Conclusies • Broedplaatsen: woonwijken, hoogste oprichtingensaldo en grootste vertrekoverschot • Groeiplaatsen: alleen bedrijventerreinen en kantoorlocaties • Woonwijken zijn een startlocatie, die groeiende bedrijven verruilen voor formelere werklocaties • Woonwijken karakteriseren zich ook door veel interne dynamiek • Andere werklocaties ook vooral broedplaatsen, maar in mindere mate dan woonwijken
Ruimtelijke selectie en uitsortering • Maar groeien bepaalde type bedrijven op bepaalde locaties sneller? Verandert de ‘kleuring’ van de werklocaties? • Gemiddelde jaarlijkse groei van het aantal vestigingen op de werklocaties uitgesplitst naar: • Sector • Omvang
Conclusies • Mate van specialisatie van werklocaties neemt eerder af dan toe, vooral door ontwikkeling op formele werklocaties • Daar neemt zowel het % kleine bedrijven (minder dan 5 medewerkers) als het % bedrijven in de zakelijke diensten en consumentendiensten toe • Samenstelling van bedrijven op bedrijventerreinen steeds minder eenzijdig: nog altijd vooral grote industriële en logistieke bedrijven, maar steeds meer kleine en dienstenbedrijven
Beleidsimplicaties • Ten eerste neemt de heterogeniteit van het type bedrijven op bedrijventerreinen toe. • Sommige bedrijven kunnen op zowel bedrijventerreinen als kantoorlocaties terecht: gevaar voor overaanbod • Ten tweede een trend van toename van het aandeel bedrijven op werklocaties aan de rand van de stad en afname in de stad • Waarom is een openstaande vraag: • Mogelijkheden voor bedrijven om te groeien? • Beleid: uitplaatsing of binnenstedelijk bouwen?

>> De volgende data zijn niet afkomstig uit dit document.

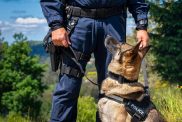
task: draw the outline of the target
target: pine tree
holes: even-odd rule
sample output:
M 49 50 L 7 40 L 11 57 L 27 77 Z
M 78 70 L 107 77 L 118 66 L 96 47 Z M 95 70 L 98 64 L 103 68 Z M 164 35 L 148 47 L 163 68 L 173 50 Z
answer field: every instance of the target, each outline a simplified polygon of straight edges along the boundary
M 150 14 L 155 22 L 152 32 L 156 71 L 171 83 L 182 82 L 182 0 L 151 3 Z
M 3 42 L 0 61 L 0 112 L 16 112 L 37 116 L 40 96 L 45 89 L 41 82 L 45 65 L 30 56 L 30 47 L 23 34 L 14 35 L 11 45 Z

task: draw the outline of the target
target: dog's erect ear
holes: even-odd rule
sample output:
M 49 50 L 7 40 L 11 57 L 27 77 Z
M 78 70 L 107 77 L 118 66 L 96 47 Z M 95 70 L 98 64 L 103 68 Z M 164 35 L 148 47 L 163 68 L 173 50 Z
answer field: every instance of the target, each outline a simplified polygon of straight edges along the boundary
M 141 43 L 141 41 L 138 42 L 138 43 L 133 47 L 134 53 L 138 53 L 139 47 L 140 47 L 140 43 Z
M 140 55 L 141 58 L 145 57 L 145 55 L 149 51 L 150 47 L 151 47 L 151 45 L 139 50 L 139 55 Z
M 118 44 L 119 42 L 109 35 L 105 39 L 105 46 L 112 54 L 116 52 Z

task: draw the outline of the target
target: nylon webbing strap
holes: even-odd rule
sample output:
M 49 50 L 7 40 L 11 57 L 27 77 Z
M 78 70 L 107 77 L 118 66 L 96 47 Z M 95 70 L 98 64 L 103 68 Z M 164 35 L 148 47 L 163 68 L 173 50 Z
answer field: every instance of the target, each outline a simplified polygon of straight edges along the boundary
M 118 103 L 124 103 L 124 98 L 117 96 L 117 95 L 104 95 L 106 98 L 113 100 Z
M 61 74 L 69 74 L 74 77 L 82 77 L 84 74 L 80 72 L 80 70 L 75 69 L 73 67 L 69 67 L 66 65 L 62 65 L 61 67 Z
M 104 19 L 110 16 L 120 15 L 124 13 L 124 5 L 111 7 L 111 8 L 98 8 L 98 9 L 87 9 L 80 8 L 75 6 L 67 6 L 69 11 L 71 11 L 71 15 L 75 17 L 87 17 L 93 19 Z

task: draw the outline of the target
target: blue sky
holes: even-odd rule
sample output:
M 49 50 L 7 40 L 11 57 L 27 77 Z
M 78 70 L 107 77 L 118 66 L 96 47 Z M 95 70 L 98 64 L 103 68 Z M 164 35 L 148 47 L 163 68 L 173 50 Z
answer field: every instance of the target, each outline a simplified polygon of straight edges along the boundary
M 131 27 L 133 23 L 128 21 L 128 28 Z M 13 34 L 19 32 L 29 40 L 41 41 L 48 26 L 39 0 L 0 0 L 0 30 L 10 44 L 14 41 Z

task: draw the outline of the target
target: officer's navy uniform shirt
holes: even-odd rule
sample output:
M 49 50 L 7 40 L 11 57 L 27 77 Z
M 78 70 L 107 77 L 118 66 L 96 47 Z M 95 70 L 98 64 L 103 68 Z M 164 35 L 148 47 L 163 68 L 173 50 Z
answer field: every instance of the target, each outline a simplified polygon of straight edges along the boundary
M 66 0 L 69 5 L 83 8 L 108 8 L 118 7 L 126 4 L 132 13 L 137 29 L 146 29 L 145 25 L 140 24 L 140 20 L 147 20 L 148 4 L 145 0 Z M 61 26 L 63 23 L 63 3 L 60 0 L 41 0 L 41 7 L 47 19 L 48 25 Z

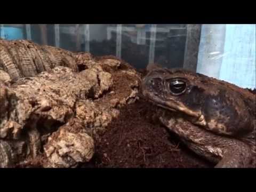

Beleidsimplicaties • Deze studie toont dat er sprake is van een grote mate van dynamiek in woonwijken: veel starters en veel vertrekkers. • Kan/moet het beleid de vertrekkende bedrijven tegenhouden? • Het behoud van snelgroeiende bedrijven in woonwijken vereist een grondige aanpassing van de inrichting van dat soort locaties, mismatch met binnenstedelijk bouwen • Is het nodig die bedrijven in de woonwijk te behouden of is het voldoende er steeds nieuwe bedrijven in de wijken ontstaan?